Vers 3048. — Lire ierent. ═ Recreanz. O. Pour le cas sujet, il faut recreant.
Vers 3049. — Ciel. O. V. la note du vers 545 et celle du vers 1500.
Vers 3050. — Lire vielz. ═ Richard. O. Le cas sujet exige Richarz. ═ Résumons brièvement la légende de Richard de Normandie. a. Comme on le voit, il n’est pas compté par l’auteur du Roland au nombre des douze Pairs. Mais, en revanche, il est élevé à cet honneur dans Renaus de Montauban, Gui de Bourgogne, l’Entrée en Espagne (?), Fierabras, Simon de Pouille. — b. Dans Renaus de Montauban, Richard joue son rôle à côté des autres Pairs.

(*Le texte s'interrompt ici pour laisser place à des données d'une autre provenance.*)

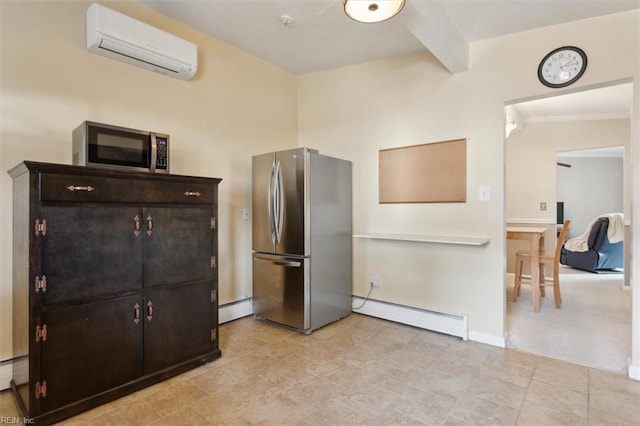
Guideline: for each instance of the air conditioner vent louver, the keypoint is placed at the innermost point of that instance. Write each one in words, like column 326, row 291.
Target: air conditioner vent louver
column 123, row 38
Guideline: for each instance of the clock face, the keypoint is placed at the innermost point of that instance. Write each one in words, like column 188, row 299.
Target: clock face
column 562, row 66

Il se refuse énergiquement à pendre son homonyme, Richard, le fils d’Aymon, que Charlemagne a injustement condamné à mourir : Richars est de ma geste et de mon parenté ; — Je ne l’pandroie mie por quan que vos avés. (Éd. Michelant, p. 268, vers 30, 31.) — c. Richard fait, dès le début, partie de la grande armée qui passe les Pyrénées. Au commencement de l’Entrée en Espagne, il est représenté comme un partisan de la guerre, contre Ganelon, chef du parti de la paix (f° 3, r°, du manuscrit de Venise, xxi), etc. etc. — d. Mais le poëme où il tient le plus de place, c’est la Chanson de Saisnes, et il en tenait encore davantage dans ce roman perdu qui avait pour titre les Barons Herupés. Dans les Saisnes, en effet, Richard est un des chefs des Herupois. Or les Herupois, « ce sont les Normands, les Angevins, les Manceaux, les Bretons et les Tourangeaux. » À leur tête on voit le vieux Huon du Mans, Geoffroi d’Angers, Richard de Normandie et Salomon de Bretagne. Or ces peuples jouissent de priviléges exorbitants, et, quand un jour l’Empereur veut les contraindre à payer le chevage, ils se mettent en marche... contre Charles. Ce sont des rebelles, et de formidables rebelles. L’Empereur pâlit et tremble à leur approche : il va au-devant d’eux, pieds nus, avec le Pape, les évêques et les barons. C’est alors, mais alors seulement, que les Herupois daignent s’apaiser. (V. la Chanson de Saisnes, couplets xix-xliv.)